L'altro aspetto evidenziato dalla Relazione è quello relativo all'usura. C'è infatti un aumento del fenomeno. «È sicuro - dice Vallone - che le organizzazioni criminali si stanno sostituendo alle organizzazioni del credito. Ci sono interi settori in crisi, a partire da commercianti, ristoratori, albergatori ma anche titolari di b&b e piccole strutture. Quando non c'è credito, tutti questi soggetti sono costretti a rivolgersi alla criminalità organizzata, con le mafie che entrano come soci di minoranza nel capitale sociale e presto o tardi estrometteranno tutti gli altri». Quello della liquidità, conclude Vallone, «è un problema serio».

Nuova visione sulle interdittive antimafia

Un «controllo amministrativo preventivo» da parte dei prefetti, non sulle imprese che partecipano ai bandi ma sull'appalto stesso. Con l'arrivo dei fondi del Recovery la Direzione investigativa antimafia lancia una proposta per evitare che gli infiniti ricorsi blocchino le gare e allo stesso tempo garantire allo Stato uno strumento concreto per monitorare possibili infiltrazioni mafiose. A spiegarla è il direttore della Dia Maurizio Vallone, una lunga esperienza nella lotta alle mafie, da quella al clan dei casalesi fino a quella alle 'ndrine da questore di Reggio Calabria.

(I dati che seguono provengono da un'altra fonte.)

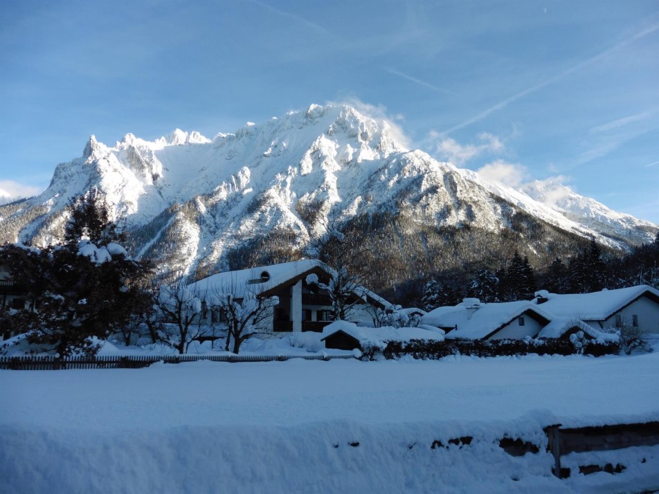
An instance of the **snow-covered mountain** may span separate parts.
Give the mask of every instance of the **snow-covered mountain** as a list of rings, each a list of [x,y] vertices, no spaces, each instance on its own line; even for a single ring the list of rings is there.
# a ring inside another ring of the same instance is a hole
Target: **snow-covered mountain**
[[[55,241],[69,198],[95,187],[131,232],[136,254],[188,273],[226,268],[232,250],[273,232],[301,247],[330,214],[388,213],[434,228],[497,232],[523,212],[616,248],[657,231],[574,193],[566,197],[581,200],[553,204],[532,184],[525,193],[487,181],[406,149],[394,131],[348,106],[313,104],[212,140],[178,129],[154,142],[129,134],[111,146],[91,136],[81,158],[57,167],[45,192],[0,207],[0,241]]]
[[[656,232],[654,223],[613,211],[590,197],[579,195],[556,179],[534,180],[523,184],[521,190],[566,218],[611,238],[640,244]]]

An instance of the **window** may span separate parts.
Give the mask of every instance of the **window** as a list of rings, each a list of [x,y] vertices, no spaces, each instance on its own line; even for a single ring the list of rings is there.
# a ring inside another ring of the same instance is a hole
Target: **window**
[[[226,322],[226,313],[219,309],[213,309],[210,311],[210,322]]]
[[[316,313],[316,318],[319,321],[331,321],[332,320],[332,312],[330,311],[327,311],[325,309],[318,310]]]

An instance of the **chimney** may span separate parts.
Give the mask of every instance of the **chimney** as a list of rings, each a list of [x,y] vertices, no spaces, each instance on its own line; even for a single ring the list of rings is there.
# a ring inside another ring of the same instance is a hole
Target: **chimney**
[[[462,299],[462,304],[467,309],[467,318],[471,319],[473,313],[480,308],[480,300],[478,298],[464,298]]]
[[[535,293],[536,304],[540,305],[549,300],[549,292],[546,290],[539,290]]]

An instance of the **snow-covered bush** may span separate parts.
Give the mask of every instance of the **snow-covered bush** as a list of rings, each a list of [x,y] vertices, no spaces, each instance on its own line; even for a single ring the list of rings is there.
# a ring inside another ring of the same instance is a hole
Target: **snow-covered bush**
[[[444,341],[389,342],[382,354],[385,358],[398,358],[410,355],[414,358],[437,360],[451,355],[477,357],[516,356],[520,355],[572,355],[583,353],[594,356],[617,354],[617,343],[600,342],[593,340],[584,342],[577,349],[568,340],[446,340]]]
[[[643,332],[638,326],[623,322],[620,327],[611,329],[620,337],[620,349],[625,355],[631,355],[632,351],[652,351],[652,347],[643,338]]]
[[[321,341],[321,338],[323,338],[323,334],[321,333],[313,331],[291,333],[285,338],[291,347],[304,348],[307,351],[320,351],[325,347],[323,342]]]

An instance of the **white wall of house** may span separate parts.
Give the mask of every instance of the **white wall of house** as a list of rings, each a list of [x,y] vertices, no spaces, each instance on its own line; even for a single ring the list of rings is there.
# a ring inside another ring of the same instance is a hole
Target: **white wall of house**
[[[638,321],[638,327],[644,333],[659,333],[659,304],[647,297],[641,297],[626,307],[613,314],[602,324],[604,327],[616,326],[616,315],[620,315],[623,324],[632,325],[633,316]],[[599,325],[598,325],[599,329]]]
[[[542,324],[536,320],[523,314],[524,325],[520,325],[519,318],[515,318],[509,324],[505,326],[500,331],[487,338],[488,340],[501,340],[503,338],[521,338],[525,336],[534,337],[542,329]]]
[[[300,332],[302,331],[301,280],[298,280],[298,282],[291,287],[291,320],[293,321],[293,332]]]

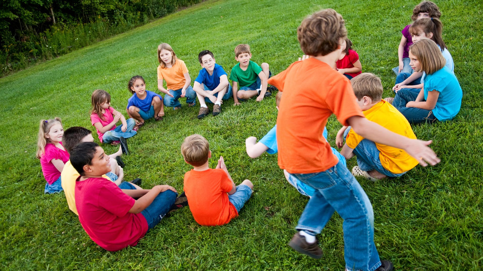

«Uno dei grandi problemi delle interdittive antimafia - argomenta Vallone - sta nel fatto che se l'impresa viene esclusa dall'appalto, o si aspettano le decisioni dei tribunali amministrativi, ritardando di anni la realizzazione delle opere, una scelta grave e che lo sarebbe ancora di più in una situazione di pandemia, oppure si assegna la gara alla seconda classificata, aprendo però la strada a contenziosi milionari se la ditta esclusa dovesse vincere». Come se ne esce dunque? La soluzione avanzata dalla Dia è quella di utilizzare l'articolo 34 bis del Codice antimafia, con la differenza che il controllo spetterebbe ai prefetti e non sarebbe sull'impresa quanto sull'appalto. «Sulla base del 34 bis, quando un tribunale ritiene che ci siano elementi da approfondire - spiega ancora Vallone - anziché interdire la ditta, si stabilisce un controllo giudiziario per sei mesi nei quali l'impresa continua ad esercitare nel pieno delle sue funzioni, ma deve rendere conto al delegato del tribunale di ogni sua operazione. Invece, in via amministrativa, per similitudine, il prefetto potrebbe rilasciare la certificazione antimafia operando, però, un controllo su tutto l'appalto, conto corrente unico, elenco fornitori e subappaltatori. Il controllo termina alla conclusione dell'appalto».

Così facendo, è la conclusione del direttore della Dia, «lo Stato ha la sicurezza del controllo dell'appalto, un controllo leggero e non invasivo. Ma se dobbiamo velocizzare le procedure non possiamo tenere bloccati gli appalti, servono strumenti veloci e speditivi ma che garantiscono l'impermeabilità dell'appalto a fronte degli appetiti criminali».